Karl wanted to throw a pool party, which I knew would be a bit of work for me, but hell, I am game for a good shindig. In all the preparations etc. Karl gets agitated, but I keep trucking, because I am failures with Karl’s quirks by now, having been living with him for 9 months, and the best thing to do is let him deal with it. As the party wound down and few guests were left. Karl, Thomas and Erika, end up out by the pool, I am by this point really tired and began to join them. As I start to place my hand on the door knob, it seems to almost burn me, it wasn’t static, but it seemed like an emotional burn, followed by a ripping sensation in my heart, but I was tired & thought no more of it, till Thomas & I were on the job the next day and then it wouldn’t go away. So I asked him what they talked about out there, he hesitated and then gave this answer about how much potential they saw in me, the direction I was going . . . . . . . it all sounds good, but it was hollow and unbalanced, and I knew it, partly by the look in his eyes.

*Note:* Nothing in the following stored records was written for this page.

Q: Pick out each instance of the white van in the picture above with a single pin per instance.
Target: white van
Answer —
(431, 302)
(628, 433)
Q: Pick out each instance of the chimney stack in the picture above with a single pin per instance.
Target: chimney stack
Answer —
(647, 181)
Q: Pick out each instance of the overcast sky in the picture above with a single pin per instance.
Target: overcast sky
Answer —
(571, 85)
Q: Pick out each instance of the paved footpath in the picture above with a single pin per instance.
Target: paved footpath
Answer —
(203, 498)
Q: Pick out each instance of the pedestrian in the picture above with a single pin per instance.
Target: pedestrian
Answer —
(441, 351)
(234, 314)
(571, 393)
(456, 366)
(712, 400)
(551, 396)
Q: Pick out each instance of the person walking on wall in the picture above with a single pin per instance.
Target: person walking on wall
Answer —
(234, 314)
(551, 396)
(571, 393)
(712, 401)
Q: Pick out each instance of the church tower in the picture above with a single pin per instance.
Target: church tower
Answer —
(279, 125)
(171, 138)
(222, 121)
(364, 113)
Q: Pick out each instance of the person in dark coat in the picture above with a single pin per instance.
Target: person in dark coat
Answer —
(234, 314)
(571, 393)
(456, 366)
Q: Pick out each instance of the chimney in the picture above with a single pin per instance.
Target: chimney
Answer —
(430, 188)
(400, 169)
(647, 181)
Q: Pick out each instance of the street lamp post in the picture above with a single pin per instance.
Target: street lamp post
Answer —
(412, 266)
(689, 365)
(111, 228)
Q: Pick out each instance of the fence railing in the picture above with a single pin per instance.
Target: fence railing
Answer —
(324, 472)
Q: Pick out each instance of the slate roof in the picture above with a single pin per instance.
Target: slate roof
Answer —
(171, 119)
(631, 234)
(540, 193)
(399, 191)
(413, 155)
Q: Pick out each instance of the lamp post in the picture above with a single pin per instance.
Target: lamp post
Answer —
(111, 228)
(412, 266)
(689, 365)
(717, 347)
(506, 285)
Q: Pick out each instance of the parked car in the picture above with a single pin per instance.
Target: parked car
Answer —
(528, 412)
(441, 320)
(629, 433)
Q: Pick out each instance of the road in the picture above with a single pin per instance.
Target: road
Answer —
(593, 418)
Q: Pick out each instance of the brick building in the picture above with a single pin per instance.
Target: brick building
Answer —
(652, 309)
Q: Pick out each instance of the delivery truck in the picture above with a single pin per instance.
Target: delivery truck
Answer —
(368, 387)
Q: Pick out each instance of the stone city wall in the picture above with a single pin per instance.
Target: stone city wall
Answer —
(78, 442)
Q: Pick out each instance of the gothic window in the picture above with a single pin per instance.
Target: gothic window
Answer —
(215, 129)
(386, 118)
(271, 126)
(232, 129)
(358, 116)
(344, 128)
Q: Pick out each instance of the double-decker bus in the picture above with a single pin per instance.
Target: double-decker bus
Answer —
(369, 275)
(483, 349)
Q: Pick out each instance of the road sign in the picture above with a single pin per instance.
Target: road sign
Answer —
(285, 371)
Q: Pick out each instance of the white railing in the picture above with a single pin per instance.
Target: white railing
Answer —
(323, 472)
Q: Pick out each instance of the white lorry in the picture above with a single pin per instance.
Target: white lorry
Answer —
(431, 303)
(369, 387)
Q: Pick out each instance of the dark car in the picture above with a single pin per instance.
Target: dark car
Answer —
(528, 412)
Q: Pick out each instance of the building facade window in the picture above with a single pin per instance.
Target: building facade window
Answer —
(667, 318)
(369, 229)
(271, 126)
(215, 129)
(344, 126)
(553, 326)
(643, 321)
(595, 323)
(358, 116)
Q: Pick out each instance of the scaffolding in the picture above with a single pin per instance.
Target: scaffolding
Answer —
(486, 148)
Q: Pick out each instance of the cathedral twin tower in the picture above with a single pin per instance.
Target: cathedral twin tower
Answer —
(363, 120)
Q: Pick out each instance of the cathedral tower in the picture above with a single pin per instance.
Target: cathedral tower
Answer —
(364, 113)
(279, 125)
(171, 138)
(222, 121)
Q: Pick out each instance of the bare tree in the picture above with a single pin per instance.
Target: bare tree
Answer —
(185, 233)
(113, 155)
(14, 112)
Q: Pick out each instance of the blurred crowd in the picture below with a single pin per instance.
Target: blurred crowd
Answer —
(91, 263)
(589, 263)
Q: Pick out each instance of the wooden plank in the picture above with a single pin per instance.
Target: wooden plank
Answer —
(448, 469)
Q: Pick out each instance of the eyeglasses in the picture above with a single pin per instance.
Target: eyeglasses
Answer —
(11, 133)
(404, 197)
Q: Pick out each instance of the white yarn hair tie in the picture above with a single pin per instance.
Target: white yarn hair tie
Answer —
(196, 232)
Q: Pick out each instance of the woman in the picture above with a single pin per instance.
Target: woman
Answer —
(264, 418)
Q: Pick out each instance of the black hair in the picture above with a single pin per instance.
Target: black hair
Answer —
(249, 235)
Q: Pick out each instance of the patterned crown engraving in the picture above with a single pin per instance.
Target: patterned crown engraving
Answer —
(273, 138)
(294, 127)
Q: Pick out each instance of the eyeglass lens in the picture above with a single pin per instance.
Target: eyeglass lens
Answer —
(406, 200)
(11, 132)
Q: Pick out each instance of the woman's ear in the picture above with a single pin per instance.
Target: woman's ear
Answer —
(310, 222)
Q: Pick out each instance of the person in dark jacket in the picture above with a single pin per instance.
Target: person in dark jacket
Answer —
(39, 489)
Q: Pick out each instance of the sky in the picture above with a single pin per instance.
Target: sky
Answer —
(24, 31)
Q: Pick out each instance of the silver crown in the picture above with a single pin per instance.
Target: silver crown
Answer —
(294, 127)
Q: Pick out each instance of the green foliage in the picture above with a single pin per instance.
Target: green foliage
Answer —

I was in a state of unrest after that, I couldn’t relax and then my folks asked me the same question I had asked Thomas, in the same wording and my spine bristled. “I don’t really know, what he told me, when I asked, seemed to be all good” I said. They both looked at each other at the same time and I knew I was about to hear what I didn’t want to. They turned back to me and shared more of the story then Thomas had admitted. They had at Thomas and Erika’s on their way out of town to pick up a tool we had barrowed for work., but the conversation was full of Adrian doesn’t do this and that, he needs to do this . . . . . . all things that he had never discussed with me, that if he had , would have look at in an entirely different light. Then that night after not being able to sleep again, I stated to meditate and fell sound asleep till about 3 in the morning when I set bolt upright in bed and had to complete dreams flash through my mind and I accepted the fact that I had been betrayed. Then I wept!

I didn’t say anything to Thomas, like I could have anyway; he disappeared from the picture, just sort of stepped out of my life with out rime or reason, given anyway. Karl whose neurosis began to intensify, even though he was getting paid rent every month, eventually told me to move, just as I was about to start school and had been in a near fatal car wreck, because “I didn’t have a real job.”. But hey, even if for myself, I was working, which is more than can be said for him. . Thomas reappeared and acted as if nothing ever happened. But I on the other had still walk with the limp left from the wounds of loosing two friends as well as family in Thomas’s children.

But I am ALIVE and continuing on with life. All though not an “a-ha” it was a realization, that shed new light on my life, brought me back to school, which showed the path my life was taking, and HELL! It is all going to make a damn good script someday.